La mayoría de los que lean nuestras sencillas líneas serán jóvenes cristianos, jóvenes en la fe por lo menos, y probablemente también jóvenes en años. Pues bien, al cerrar este pequeño volumen debes recordar que como uno de “los santos”, es decir, aquellos que han sido separados para Dios, por el llamado divino, por la obra de Cristo y por la acción del Espíritu de Dios, tienes una responsabilidad en cuanto a la fe; Te ha sido entregado. ¡Qué inmenso privilegio! ¡Cuán elevado es el pensamiento, si una vez se apodera de ti!
En un batallón puede haber mil hombres, y sólo uno lleva el estandarte.
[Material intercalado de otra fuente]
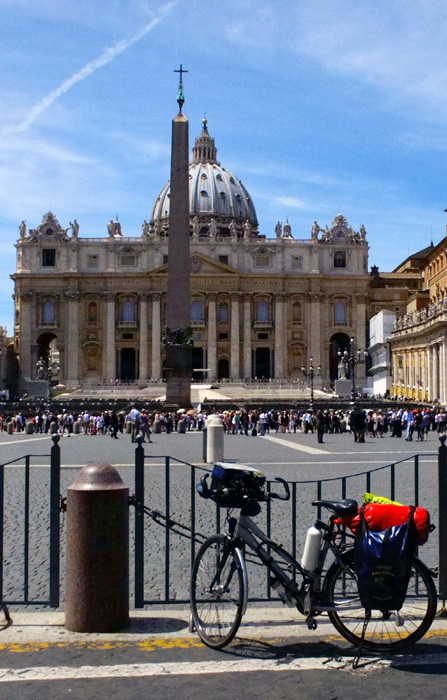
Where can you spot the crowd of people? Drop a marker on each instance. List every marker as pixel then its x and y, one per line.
pixel 412 423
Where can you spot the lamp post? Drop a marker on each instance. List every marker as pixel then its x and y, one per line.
pixel 311 372
pixel 350 359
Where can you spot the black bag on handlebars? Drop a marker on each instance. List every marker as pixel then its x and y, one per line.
pixel 234 486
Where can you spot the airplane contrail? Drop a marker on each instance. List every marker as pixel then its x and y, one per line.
pixel 102 60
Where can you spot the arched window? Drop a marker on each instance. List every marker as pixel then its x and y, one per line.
pixel 128 311
pixel 48 312
pixel 197 310
pixel 340 258
pixel 262 311
pixel 223 312
pixel 297 313
pixel 340 317
pixel 92 312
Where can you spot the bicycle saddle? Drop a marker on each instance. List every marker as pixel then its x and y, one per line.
pixel 345 507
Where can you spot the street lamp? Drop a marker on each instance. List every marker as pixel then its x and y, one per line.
pixel 350 359
pixel 311 372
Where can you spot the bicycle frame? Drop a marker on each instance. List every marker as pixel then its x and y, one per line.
pixel 245 533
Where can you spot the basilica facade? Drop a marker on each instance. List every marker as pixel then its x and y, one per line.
pixel 262 304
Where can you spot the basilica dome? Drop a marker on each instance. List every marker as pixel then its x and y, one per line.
pixel 216 197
En la Iglesia de Dios hay miles de miles, pero el más débil entre ellos tiene su mano sobre la bandera. Hasta cierto punto, por lo tanto, la fe y su integridad están bajo su custodia. ¿Puedes considerarte a ti mismo como una especie de individuo privado que no tiene ningún interés vital en las batallas del Señor, a la luz de esto?
¡No, todo lo contrario! Ustedes están preocupados, están interesados en este gran asunto. A ti viene la exhortación: “Lo bueno que te fue encomendado, guárdalo por el Espíritu Santo que mora en nosotros” (2 Timoteo 1:14). Debéis contender fervientemente por esta preciosa fe.
Dios preservará Su propia verdad. No debemos tener miedo de eso. Sin embargo, ¡cuán grande es el privilegio de ser utilizado en su mantenimiento! ¡Qué felices para nosotros si al final de la carrera terrenal también nosotros podemos decir con verdad con Pablo: “He peleado la buena batalla, he terminado mi carrera, he guardado la fe” (2 Timoteo 4:7).